Vorläufige Analysen des Erbmaterials eines besonders gut erhaltenen Neandertaler-Fossils aus Kroatien hatten die Forscher ermutigt. Für die Hauptphase des Projekts stellt nun das Rheinische Landesmuseum in Bonn auch eine Probe des Original-Neandertalers zur Verfügung, der beinahe auf den Tag genau vor 150 Jahren von Arbeitern in der Nähe von Düsseldorf entdeckt wurde. Die Probe soll aus dem rechten Oberarmknochen gewonnen werden.
Uralter Armbruch hilft
Der habe sich als "idealer Safe" für das Erbgut des ausgestorbenen Hominiden erwiesen, sagte Schmitz. Wissenschaftler hatten herausgefunden, dass der Neandertaler aus dem Rheinland sich seinen linken Arm gebrochen hatte. Folglich verrichtete er alle schweren Arbeiten mit Rechts. "Daher ist hier das Knochenmaterial besonders dicht", sagte Schmitz.
Dichtes Material benötigen die Forscher für ihr Vorhaben, aus den zehntausende Jahre alten Gebeinen noch genug DNA-Schnipsel für ein vollständiges Genom des Menschen-Vettern zu isolieren. Denn DNA zerfällt nach dem Tod zu kleinen Schnipseln - und bei alten Knochen finden Forscher mehr Erbgut von Bodenbakterien oder gar den Ausgräbern als vom toten Besitzer der Knochen selbst.

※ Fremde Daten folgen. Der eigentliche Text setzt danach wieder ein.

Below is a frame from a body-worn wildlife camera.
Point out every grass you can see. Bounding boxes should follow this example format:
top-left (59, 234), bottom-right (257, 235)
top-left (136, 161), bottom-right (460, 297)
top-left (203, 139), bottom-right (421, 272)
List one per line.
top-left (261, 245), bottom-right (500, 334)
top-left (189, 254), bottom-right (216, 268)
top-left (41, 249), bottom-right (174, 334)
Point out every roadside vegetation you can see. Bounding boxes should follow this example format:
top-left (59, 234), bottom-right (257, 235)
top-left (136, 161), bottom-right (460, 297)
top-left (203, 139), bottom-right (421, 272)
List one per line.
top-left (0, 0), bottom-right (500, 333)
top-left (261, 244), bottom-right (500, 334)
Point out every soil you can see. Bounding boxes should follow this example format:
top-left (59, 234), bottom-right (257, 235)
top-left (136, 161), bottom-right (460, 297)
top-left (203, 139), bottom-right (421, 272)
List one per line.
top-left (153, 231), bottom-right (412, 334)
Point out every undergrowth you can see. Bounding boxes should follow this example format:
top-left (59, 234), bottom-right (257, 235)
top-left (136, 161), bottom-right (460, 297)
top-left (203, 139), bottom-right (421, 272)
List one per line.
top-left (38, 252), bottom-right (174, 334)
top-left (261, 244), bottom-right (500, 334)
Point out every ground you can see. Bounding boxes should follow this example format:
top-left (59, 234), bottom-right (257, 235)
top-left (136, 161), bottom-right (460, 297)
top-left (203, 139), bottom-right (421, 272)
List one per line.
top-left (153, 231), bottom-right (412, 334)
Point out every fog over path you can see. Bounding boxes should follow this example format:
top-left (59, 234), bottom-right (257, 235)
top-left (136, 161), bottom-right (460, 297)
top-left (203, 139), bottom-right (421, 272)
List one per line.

Die Forscher erhoffen sich von der Erbgut-Analyse vor allem Aufklärung über die Verwandtschaft von Mensch und Neandertaler. Ältere DNA-Vergleiche hätten gezeigt, dass die in Europa und Teilen Asiens verbreiteten Neandertaler wohl keinen entscheidenden Beitrag zur genetischen Entwicklung des Menschen geleistet haben, sagte Pääbo.
Er machte folgende Rechnung auf: Bei Homo sapiens und Schimpanse sind rund 99 Prozent des Genoms identisch. Beim verbleibenden Prozent wiederum gebe es zwischen Mensch und Neandertaler eine Übereinstimmung von 96 Prozent. Finde man Unterschiede zwischen Mensch und Schimpanse, seien sie früher in der Entwicklung aufgetreten, Unterschiede zwischen Mensch und Neandertaler seien evolutionär jünger, sagte Pääbo.
Wenige Gramm Knochen sollen genügen
Möglich wird die Untersuchung durch eine von 454 Life Sciences entwickelte neue Technik, die mit einem Bruchteil der bisher nötigen Probenmenge auskommt. "Ein paar Gramm Knochen" werde man insgesamt brauchen, kündigte Pääbo an. Wenigstens von zwei unterschiedlichen Fossilien sollten sie stammen, möglicherweise auch von mehreren. "Wir entfernen die oberste Schicht von einem halben Millimeter", sagte Pääbo, "dann nehmen wir einen Zahnarzt-Bohrer."
Um das rund drei Milliarden Basenpaare fassende Neandertaler-Erbgut zu erhalten, müssten viele identische oder überlappende Schnipsel sequenziert werden. "Wir werden kein vollständiges Genom zusammensetzen", sagte Pääbo. Die einzelnen Sequenzen dienten dem Vergleich mit den entsprechenden Menschen- und Schimpansen-Sequenzen. Der schwedischstämmige Paläogenetiker aus Leipzig betonte auch: "Einen Neandertaler rekonstruieren werden wir aber nicht."
Fachleute bezweifeln zudem, dass dieser - ethisch fragwürdige - Schritt je technisch möglich sein wird. "Eine Sequenzierung wird nie gut genug sein, um das gesamte Genom abzudecken", sagte der Molekulargenetiker Hans Lehrach aus Berlin zu SPIEGEL ONLINE. "Es ist extrem unwahrscheinlich, dass man daraus jemals einen Organismus kriegt." Viren könne man zwar komplett neu synthetisieren, "aber das sind tausende Basen und nicht Abermilliarden."